Untuk dapat memperkuat riset sel punca di Indonesia, perlu memperbanyak pelaku riset sel punca, baik perorangan maupun kelompok, baik dari riset dasar maupun klinis. Selain itu, diperlukan juga dukungan pemerintah berupa regulasi yang mempermudah riset dan pelayanan sel punca.
Diperlukan lebih banyak riset dan pengembangan di bidang sel punca agar nantinya produk berbasis sel punca menjadi produk legal dan dapat diproduksi massal.
Kepala Pusat Riset Vaksin dan Obat BRIN Masteria Yunovilsa Putra menjelaskan, melihat tingginya minat para peneliti sel punca, diperlukan adanya kerja sama dari sejumlah pihak agar pelaksanaannya dapat terintegrasi dengan baik.
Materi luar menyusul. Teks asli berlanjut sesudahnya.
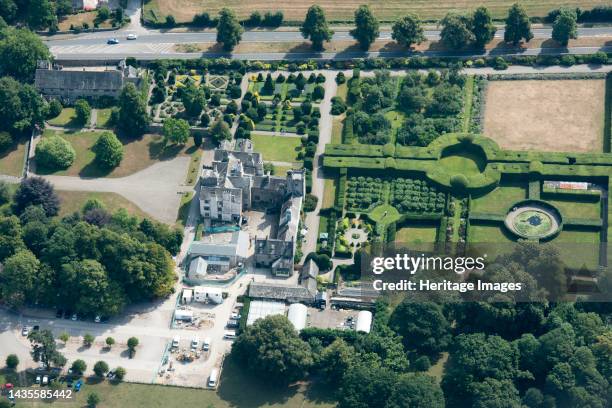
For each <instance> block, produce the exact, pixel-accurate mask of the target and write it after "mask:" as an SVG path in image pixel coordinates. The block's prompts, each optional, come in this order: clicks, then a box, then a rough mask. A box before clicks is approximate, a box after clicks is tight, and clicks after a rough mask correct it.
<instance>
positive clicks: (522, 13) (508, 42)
mask: <svg viewBox="0 0 612 408" xmlns="http://www.w3.org/2000/svg"><path fill="white" fill-rule="evenodd" d="M532 38H533V33H532V32H531V23H530V22H529V17H528V16H527V12H526V11H525V8H524V7H523V6H522V5H520V4H518V3H515V4H513V5H512V7H511V8H510V10H509V11H508V17H507V18H506V31H504V41H505V42H507V43H512V44H513V45H518V44H519V43H520V42H521V40H522V39H525V41H526V42H529V41H530V40H531V39H532Z"/></svg>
Apalagi, riset tentang sel punca juga telah lama dilakukan dan dikembangkan oleh para periset BRIN.
”Pengembangan sel punca di Indonesia sering kali menghadapi banyak tantangan, salah satunya karena penelitian sel punca yang masih dilakukan secara individual. Dengan kegiatan ini, harapannya dapat mewadahi pertukaran dan penyebaran informasi serta ide-ide untuk mendukung riset sel punca di Indonesia,” katanya.
Menurut Masteria, para periset BRIN dalam perjalanannya telah menghasilkan publikasi dan paten, salah satunya teknologi mikroenkapsulasi berbasis alginat dapat memelihara viabilitas sel punca mesenkim di Journal of Stem Cell Research & Therapy dan Galenika Journal of Pharmacy. Aplikasi hasil penelitian tersebut dapat digunakan untuk terapi luka kronis.
Penelitian dan pengembangan stem cell atau sel punca dan kanker di laboratorium Stem Cell & Cancer Institute PT Kalbe Farma di Pulomas, Jakarta, Jumat (9/9/2016).
Adapun Kepala Organisasi Riset Kesehatan BRIN Indi Dharmayanti mengatakan, teknologi, riset, dan ilmu pengetahuan akan terus maju dan berkembang pesat seiring berjalannya waktu. BRIN berperan dalam mewadahi para peneliti melakukan riset hingga kolaborasi guna mendukung kemajuan penelitian dalam bidang medis, terutama di bidang pengembangan produk sel punca.